Let's see what's possible if those organizations were to be overtaken by a Nets-ian level of win-now-at-all-costs conviction.
Boston Celtics: Nikola Vucevic
Boston Celtics Get: Nikola Vucevic
Orlando Magic Get: Marcus Smart, Payton Pritchard, Tristan Thompson, Robert Williams III, unprotected 2022 first-round pick
The Boston Celtics' $28.5 million trade exception, generated in the Gordon Hayward deal over the offseason, isn't actually worth that much. Because Boston used its taxpayer mid-level exception, it's hard-capped this year, which means it can only use $21.8 million of its TPE.
That rules out using it on pricier trade targets, but it's still one of Boston's most valuable tools. The Celtics could use it to get Aaron Gordon from the Orlando Magic, for example.
Dreaming bigger would require the Celtics to package a bunch of salary and attach it to draft compensation. Maybe their trade partners would rather have picks and salary relief than a wad of unwanted cash, but the Celtics could acquire a higher-end piece this way.

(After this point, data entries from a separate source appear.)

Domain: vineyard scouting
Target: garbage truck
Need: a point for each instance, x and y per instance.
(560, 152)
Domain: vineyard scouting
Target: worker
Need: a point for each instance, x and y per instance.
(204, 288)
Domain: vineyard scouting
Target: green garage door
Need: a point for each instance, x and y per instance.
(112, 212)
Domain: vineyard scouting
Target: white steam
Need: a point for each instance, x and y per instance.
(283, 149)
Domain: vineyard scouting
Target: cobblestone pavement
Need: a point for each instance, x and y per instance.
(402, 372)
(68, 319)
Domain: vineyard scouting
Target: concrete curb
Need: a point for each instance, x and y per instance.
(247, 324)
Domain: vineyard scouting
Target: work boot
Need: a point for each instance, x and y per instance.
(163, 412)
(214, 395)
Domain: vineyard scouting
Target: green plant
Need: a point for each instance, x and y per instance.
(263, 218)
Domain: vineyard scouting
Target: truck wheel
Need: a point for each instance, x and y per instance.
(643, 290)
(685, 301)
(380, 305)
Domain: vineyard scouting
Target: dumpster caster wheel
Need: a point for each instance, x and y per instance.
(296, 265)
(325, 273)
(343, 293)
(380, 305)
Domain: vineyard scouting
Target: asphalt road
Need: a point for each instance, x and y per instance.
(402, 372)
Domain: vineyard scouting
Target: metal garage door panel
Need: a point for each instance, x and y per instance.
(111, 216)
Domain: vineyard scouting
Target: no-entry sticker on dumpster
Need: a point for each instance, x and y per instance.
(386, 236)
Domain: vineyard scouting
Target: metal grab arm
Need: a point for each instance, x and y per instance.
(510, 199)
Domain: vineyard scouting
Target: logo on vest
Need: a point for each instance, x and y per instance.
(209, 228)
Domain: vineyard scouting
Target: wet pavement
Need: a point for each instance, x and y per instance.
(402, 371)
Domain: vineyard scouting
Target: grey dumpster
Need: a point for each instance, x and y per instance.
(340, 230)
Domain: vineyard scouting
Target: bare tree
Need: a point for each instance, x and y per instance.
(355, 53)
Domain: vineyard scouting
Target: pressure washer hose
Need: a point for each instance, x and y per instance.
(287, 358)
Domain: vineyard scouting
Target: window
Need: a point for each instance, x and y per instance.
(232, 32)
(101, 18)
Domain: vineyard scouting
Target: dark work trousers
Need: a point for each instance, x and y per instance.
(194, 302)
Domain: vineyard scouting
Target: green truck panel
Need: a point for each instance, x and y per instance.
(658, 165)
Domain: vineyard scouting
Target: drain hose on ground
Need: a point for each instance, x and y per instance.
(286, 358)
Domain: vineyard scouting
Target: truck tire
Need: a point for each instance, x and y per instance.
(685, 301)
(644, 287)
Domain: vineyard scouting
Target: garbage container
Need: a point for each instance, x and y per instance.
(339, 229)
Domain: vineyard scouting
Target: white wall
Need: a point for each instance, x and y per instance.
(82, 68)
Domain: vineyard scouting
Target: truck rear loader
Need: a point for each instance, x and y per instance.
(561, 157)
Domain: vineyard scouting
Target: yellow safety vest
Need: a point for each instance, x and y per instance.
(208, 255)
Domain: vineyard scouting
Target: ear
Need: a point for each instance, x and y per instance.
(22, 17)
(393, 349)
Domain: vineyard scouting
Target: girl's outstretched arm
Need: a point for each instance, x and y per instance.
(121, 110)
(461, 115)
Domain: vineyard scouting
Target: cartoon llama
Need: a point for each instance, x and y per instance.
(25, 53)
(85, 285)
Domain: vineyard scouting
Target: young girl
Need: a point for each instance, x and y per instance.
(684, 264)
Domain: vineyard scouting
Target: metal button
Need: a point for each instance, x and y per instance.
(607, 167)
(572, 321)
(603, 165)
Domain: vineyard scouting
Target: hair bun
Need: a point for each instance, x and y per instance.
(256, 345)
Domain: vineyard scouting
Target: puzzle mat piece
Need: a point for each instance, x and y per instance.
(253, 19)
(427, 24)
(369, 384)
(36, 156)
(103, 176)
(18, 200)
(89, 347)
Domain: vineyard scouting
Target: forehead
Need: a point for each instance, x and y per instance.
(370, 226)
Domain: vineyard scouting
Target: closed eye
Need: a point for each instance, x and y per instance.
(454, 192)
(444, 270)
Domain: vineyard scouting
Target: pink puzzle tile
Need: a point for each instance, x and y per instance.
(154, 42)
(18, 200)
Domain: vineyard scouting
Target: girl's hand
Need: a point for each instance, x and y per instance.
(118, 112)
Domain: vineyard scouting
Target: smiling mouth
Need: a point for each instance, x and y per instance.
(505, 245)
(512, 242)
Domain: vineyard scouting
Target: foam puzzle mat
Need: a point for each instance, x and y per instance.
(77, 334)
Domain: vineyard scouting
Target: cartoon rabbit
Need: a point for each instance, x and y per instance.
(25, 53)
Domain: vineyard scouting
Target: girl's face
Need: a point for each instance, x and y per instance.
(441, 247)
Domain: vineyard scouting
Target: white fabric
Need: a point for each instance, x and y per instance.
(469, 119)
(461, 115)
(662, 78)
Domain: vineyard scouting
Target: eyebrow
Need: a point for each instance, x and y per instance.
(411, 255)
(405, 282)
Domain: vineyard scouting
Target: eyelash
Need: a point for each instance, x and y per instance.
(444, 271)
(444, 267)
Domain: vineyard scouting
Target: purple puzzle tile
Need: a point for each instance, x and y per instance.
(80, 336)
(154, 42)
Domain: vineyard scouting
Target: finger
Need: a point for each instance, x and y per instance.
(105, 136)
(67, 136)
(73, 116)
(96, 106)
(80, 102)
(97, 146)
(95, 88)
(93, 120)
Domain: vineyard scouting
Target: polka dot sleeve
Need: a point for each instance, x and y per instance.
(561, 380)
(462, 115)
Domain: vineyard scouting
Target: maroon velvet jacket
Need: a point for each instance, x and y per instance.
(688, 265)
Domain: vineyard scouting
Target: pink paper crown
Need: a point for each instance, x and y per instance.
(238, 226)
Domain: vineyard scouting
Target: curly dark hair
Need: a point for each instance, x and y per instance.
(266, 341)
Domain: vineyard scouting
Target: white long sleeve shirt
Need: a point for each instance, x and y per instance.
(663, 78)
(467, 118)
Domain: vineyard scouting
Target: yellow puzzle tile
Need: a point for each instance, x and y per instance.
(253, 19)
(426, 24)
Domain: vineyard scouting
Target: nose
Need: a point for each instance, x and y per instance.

And they have the assets to pull it off.
Nikola Vucevic is one of the best offensive centers in the game, and he's been part of quality Magic defenses for several years now. Boston head coach Brad Stevens has a track record of conjuring schematic magic to produce strong defenses with less-than-ideal personnel up front, so we should trust him to make it work with Vooch.
To get him, the Celtics would need to surrender Marcus Smart, Payton Pritchard, Tristan Thompson (can't move until Feb. 28) and Robert Williams III, plus at least one unprotected first-rounder.
That sounds like a lot, especially with Pritchard and Smart involved. But this raises the Celtics' offensive ceiling with a spacer and scorer at the 5 like they've never had before. Daniel Theis could slip into the reserve role for which he's better suited, still providing defensive optionality against the right matchups. Meanwhile, Vucevic could produce a supercharged version of the bygone Al Horford era with his high-volume scoring.
It's risky, but that's kind of the point here.
Dallas Mavericks: Victor Oladipo
Dallas Mavericks Get: Victor Oladipo
Houston Rockets Get: James Johnson, Tyrell Terry, Josh Green and a lottery-protected 2026 first-round pick
The Dallas Mavericks will have to wait until Feb. 2 to test the waters on this one, as league rules preclude Victor Oladipo from being traded again (as part of a multi-player package) until 19 days after he was last dealt.
That's no big deal. Dallas can wait until then.